As Shippou assured her that Kagome had left him behind to ensure Miroku didn't try anything, she was once again struck of how modest and womanly Kagome seemed to think she was. It was almost nice, because she'd always been viewed as very unwomanly by her village, but then, she'd never wanted to be viewed as modest. As something that needed protection.

She glanced at Miroku's dejected frame and licked her lips once, sampling her words. "Do they do that often?"

Miroku looked at her, perplexed, and she elaborated. "Inuyasha and Kagome. Do they go places together often?"

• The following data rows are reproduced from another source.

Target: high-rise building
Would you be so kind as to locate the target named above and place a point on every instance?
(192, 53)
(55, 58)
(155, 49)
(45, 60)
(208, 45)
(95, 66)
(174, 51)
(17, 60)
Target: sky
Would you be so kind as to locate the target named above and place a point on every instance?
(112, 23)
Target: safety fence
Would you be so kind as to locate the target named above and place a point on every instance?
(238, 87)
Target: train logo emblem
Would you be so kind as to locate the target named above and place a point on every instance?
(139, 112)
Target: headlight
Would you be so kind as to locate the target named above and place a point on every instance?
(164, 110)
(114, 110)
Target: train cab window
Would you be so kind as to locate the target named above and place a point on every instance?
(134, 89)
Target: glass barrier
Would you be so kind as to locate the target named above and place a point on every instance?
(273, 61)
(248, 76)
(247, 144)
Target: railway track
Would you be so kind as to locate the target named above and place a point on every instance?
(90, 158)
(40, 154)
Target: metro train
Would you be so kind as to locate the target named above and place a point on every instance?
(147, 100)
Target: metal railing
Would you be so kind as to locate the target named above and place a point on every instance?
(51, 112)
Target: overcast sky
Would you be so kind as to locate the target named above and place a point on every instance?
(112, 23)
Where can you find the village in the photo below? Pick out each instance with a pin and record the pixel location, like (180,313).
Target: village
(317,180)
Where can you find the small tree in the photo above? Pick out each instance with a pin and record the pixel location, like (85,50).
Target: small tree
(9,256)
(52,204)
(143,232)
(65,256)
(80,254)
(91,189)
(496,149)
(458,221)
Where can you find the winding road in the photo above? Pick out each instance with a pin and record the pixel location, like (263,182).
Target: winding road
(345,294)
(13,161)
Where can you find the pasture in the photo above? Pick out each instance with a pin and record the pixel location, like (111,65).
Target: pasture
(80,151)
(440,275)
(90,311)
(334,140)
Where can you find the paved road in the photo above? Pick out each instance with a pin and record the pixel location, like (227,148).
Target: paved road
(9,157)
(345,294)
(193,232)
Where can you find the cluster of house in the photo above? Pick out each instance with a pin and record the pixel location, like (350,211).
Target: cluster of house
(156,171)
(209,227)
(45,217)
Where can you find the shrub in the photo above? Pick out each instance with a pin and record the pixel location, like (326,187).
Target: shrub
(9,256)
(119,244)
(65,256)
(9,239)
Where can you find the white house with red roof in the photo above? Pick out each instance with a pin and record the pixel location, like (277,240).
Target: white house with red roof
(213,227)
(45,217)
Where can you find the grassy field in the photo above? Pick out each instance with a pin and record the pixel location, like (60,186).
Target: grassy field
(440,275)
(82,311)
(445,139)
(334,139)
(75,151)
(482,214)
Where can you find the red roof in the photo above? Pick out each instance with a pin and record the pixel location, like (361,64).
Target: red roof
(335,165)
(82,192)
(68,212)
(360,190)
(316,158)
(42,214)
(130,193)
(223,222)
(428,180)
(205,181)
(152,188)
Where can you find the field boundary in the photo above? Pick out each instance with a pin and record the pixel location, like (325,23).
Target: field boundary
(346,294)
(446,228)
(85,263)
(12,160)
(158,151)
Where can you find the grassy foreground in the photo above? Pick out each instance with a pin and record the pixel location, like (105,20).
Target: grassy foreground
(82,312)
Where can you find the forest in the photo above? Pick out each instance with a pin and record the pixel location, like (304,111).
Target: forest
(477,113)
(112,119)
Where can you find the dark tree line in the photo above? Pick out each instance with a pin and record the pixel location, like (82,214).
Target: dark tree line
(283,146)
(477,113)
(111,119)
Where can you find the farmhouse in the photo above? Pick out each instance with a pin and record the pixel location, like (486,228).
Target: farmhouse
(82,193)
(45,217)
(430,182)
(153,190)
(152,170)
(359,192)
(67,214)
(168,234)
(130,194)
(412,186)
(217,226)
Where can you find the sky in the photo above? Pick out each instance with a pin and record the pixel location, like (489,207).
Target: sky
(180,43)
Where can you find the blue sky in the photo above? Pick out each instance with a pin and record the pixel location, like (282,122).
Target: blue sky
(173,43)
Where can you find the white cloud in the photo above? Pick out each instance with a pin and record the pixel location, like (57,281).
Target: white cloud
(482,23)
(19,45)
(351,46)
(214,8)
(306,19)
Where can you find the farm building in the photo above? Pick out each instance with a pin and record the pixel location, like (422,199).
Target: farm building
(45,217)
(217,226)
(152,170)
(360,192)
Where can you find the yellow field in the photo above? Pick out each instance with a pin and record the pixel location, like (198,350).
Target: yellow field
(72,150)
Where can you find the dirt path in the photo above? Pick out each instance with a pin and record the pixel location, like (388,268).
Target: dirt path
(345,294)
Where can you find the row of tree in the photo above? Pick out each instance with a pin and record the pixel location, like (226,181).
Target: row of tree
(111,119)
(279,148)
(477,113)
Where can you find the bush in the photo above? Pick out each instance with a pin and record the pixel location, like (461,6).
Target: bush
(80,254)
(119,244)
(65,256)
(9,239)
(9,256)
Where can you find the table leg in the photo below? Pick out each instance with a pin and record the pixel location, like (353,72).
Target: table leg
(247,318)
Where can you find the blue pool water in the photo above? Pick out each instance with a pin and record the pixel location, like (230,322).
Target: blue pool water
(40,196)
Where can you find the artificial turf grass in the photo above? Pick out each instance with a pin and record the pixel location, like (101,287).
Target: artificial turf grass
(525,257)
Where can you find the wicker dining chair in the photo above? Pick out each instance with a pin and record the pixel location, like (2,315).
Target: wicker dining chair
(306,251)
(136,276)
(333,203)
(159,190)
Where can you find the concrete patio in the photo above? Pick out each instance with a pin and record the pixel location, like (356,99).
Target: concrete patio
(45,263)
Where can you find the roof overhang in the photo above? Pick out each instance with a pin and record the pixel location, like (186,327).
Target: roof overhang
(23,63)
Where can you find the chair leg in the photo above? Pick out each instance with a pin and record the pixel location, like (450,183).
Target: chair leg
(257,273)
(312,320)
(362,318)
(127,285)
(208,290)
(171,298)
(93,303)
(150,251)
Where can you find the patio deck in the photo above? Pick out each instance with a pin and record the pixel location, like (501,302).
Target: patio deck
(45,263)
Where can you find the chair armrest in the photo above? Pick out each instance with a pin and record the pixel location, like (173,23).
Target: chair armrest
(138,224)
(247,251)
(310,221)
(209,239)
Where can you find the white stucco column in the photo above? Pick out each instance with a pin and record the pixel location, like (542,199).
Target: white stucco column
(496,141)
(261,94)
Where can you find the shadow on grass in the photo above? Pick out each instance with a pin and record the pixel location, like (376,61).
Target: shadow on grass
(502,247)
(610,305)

Miroku grinned roguishly at her and said, "Yes. It is obvious, isn't it?" Sango considered answering but rejected it, instead turning her back on him without reply. She tucked her blanket around her side and she heard Miroku sigh, again. Not the dramatic, faked sighs he'd given when she and Shippou had all but accused him of the most immoral of behavior, but a real one. Light and quiet. Sango would have felt sorry for him if she didn't feel so sorry for herself.

Because Inuyasha apparently needed Kagome, and all her wanting wouldn't change that.